In Malaga, however, it almost became an interruption, partly because the main part of the city is so walkable a car would be a bother, and the city tour on Hop On, Hop Off, is largely unnecessary for the visit. However, once we found the right HOHO bus stop–a challenge which wasted a whole two hours, we boarded, got a circling tour of even the non-walkable areas up in the hills, and were actually quite pleased to see a part of the city we would have missed–not that any of that part was a part we needed to do anything other than view it. The tour is narrated, and that is also nice, and we got some good pictures. And, you can literally hop on and off, so the length and destinations are completely up to you. For around $20 pp, it is a very good deal. In Montreal, it saved us many hassles and dollars finding parking etc. In Malaga, this was less important, as I said, since we could walk to almost everything we wanted to see–cathedrals, markets, tapas, architecture, so it was more of a city overview this time. Had we gone to the Picasso museums, we may have used our HOHO to get around to them. We ran out of time for that. Another reason to re-visit. You really can’t get too much of Malaga.

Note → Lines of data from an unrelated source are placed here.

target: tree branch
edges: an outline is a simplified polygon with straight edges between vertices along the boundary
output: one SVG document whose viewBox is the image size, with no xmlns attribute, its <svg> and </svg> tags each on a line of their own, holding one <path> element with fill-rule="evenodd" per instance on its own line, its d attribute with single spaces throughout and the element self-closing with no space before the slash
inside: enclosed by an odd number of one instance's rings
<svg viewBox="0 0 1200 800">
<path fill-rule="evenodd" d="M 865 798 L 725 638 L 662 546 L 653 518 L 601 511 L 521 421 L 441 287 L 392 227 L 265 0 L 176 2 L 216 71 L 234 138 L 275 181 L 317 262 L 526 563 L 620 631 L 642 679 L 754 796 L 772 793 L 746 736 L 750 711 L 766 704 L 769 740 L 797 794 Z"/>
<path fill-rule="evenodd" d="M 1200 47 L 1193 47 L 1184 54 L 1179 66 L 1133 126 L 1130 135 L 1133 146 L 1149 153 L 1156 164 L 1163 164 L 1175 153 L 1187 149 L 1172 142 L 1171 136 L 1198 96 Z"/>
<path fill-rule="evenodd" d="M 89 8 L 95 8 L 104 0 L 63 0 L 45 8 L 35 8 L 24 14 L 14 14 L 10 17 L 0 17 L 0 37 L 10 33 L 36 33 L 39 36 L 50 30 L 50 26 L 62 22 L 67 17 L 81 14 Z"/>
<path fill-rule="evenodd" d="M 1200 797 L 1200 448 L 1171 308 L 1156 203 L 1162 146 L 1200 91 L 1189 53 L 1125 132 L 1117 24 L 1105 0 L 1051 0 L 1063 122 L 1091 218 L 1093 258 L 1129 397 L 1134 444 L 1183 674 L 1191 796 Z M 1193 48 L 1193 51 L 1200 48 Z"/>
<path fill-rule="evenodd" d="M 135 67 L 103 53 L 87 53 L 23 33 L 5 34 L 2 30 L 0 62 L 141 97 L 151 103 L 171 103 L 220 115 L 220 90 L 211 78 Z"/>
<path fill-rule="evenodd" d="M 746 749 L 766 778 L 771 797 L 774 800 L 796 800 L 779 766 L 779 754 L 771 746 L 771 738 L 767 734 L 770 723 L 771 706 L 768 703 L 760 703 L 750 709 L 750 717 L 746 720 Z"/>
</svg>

The second tour will always been our most memorable day in Malaga–the cooking class put on by Spain Food Sherpas.
Our guide, Simone, not from Spain, but quite knowledgeable, met us at the designated start point, and our first stop was the farmer’s market, Mercado Central Atarasanas, right in the main part of town by the beach. The architecture of this place alone is worth the trip.

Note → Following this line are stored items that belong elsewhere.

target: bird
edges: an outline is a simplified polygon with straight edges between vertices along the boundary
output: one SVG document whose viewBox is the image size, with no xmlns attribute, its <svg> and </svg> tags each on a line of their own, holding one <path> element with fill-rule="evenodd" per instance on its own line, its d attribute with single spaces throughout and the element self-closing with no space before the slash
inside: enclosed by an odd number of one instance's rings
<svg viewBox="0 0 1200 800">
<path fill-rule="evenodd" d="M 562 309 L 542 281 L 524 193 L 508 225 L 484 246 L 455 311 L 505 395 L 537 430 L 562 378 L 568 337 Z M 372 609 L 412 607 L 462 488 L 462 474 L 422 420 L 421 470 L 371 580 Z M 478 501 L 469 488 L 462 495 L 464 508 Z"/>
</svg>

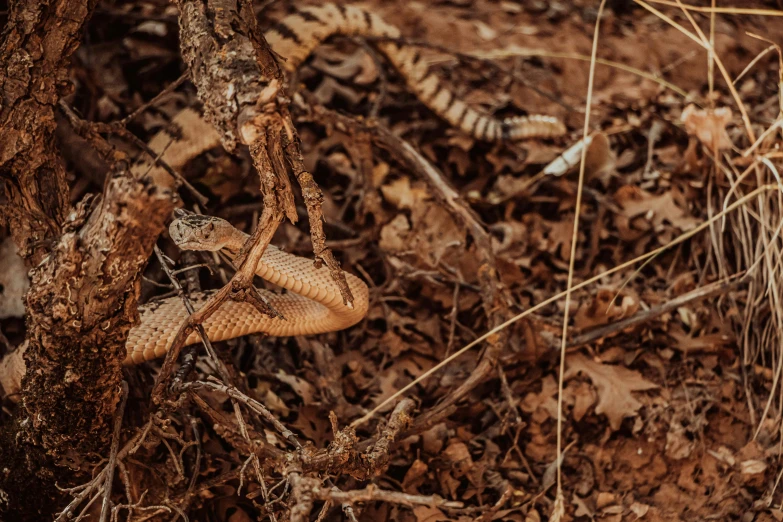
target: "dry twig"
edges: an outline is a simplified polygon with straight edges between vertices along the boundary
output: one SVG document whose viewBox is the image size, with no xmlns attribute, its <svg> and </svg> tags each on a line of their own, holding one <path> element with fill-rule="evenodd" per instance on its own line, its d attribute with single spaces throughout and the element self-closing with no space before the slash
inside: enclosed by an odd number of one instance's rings
<svg viewBox="0 0 783 522">
<path fill-rule="evenodd" d="M 312 101 L 309 110 L 316 121 L 324 125 L 338 125 L 345 132 L 352 135 L 368 133 L 376 145 L 388 150 L 407 169 L 433 188 L 437 199 L 444 208 L 462 223 L 473 236 L 476 252 L 481 263 L 479 267 L 479 289 L 484 311 L 487 314 L 490 325 L 494 327 L 506 321 L 512 301 L 507 289 L 498 279 L 489 234 L 479 223 L 470 207 L 443 178 L 441 173 L 410 144 L 381 125 L 370 124 L 365 126 L 353 118 L 329 110 Z M 507 332 L 498 332 L 498 335 L 491 339 L 488 349 L 481 356 L 478 365 L 471 375 L 437 406 L 417 418 L 406 435 L 420 433 L 440 422 L 451 414 L 456 404 L 465 398 L 471 390 L 491 376 L 497 364 L 498 356 L 506 345 L 507 336 Z M 360 424 L 364 420 L 366 419 L 363 417 L 354 421 L 353 426 Z"/>
</svg>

All I can say about this Mercado, is WOW! There wasn’t anything there I wouldn’t have shopped for if I had had our condo kitchen back at Los Amigos, but alas, we were in Carlos V hotel, a tiny little room without any refrigerator or microwave. But here is one of the most colorful and tempting booths–believe it or not LARD–flavored for any sauces or soups you may want to make. We so wished this were our hometown.
After picking up a few things for our cooking class, we were whisked back to the Sherpa venue, to be instructed in making some tapas dishes–among which was the Spanish tortilla–a frittata-like egg dish with potatoes and veggies. Hunky
Hubby did the honors, learned how to make this wonderful food, and has since been showing it off to almost any Sunday guests we have back at the river house. Good investment! The other tapas foods were olives, ham, bread, and some of the fruit from our farmer’s market excursion.
The Spanish-speaking chef did not speak English, but J managed to get the instructions right, and all turned out very well. We then went to table to enjoyed enormously.